Waffles are period. (This requires a camping waffle iron but that may not be too hard to find.) Maple syrup isn't period but powdered sugar is. Strawberries and sugar make a nice syrup too.

Pancakes are period too, if waffles are too difficult.

Eggs are period. (I am pretty sure you can get eggs at the store.) You could easily scramble these.

Frumenty is basically hot wheat/barley cereal in almond milk. You could add some fruit to this as well.

Just an idea. :)

[identity profile] rani23.livejournal.com 2011-07-27 02:36 am (UTC)(link)
I personally would be happy to eat two breakfasts in one day. And have. :)

Oooh, vegetables in scrambled eggs.

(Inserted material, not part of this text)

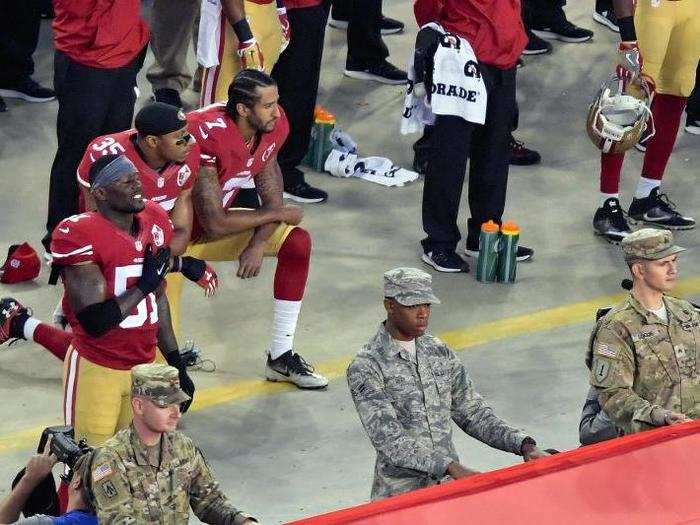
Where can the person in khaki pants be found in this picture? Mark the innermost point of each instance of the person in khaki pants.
(172, 28)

Yum.

[identity profile] risiko.livejournal.com 2011-07-26 02:56 am (UTC)(link)
Cheese and mushroom pies. If you make the pie shells on site, you know what's in them.

[identity profile] vonstrassburg.livejournal.com 2011-07-29 04:06 am (UTC)(link)
They are also reasonably successful if you make them with the following fillings:

* Lamb and rosemary. I actually don't use any rosemary in the pye, I make a rosemary tea and add it to the lamb while cooking. That gets the flavour without the crunchy bits.
* Beef and kidney.
* Chicken and mushroom.
* Egg, cheese and anchovy. Crack an egg into the pie base, and partially cook with the lid off. Top with a few bits of anchovy and some grated cheese, put on the lid, and cook to completion. Apicius has something similar (Romans seemed to be fond of anchovies).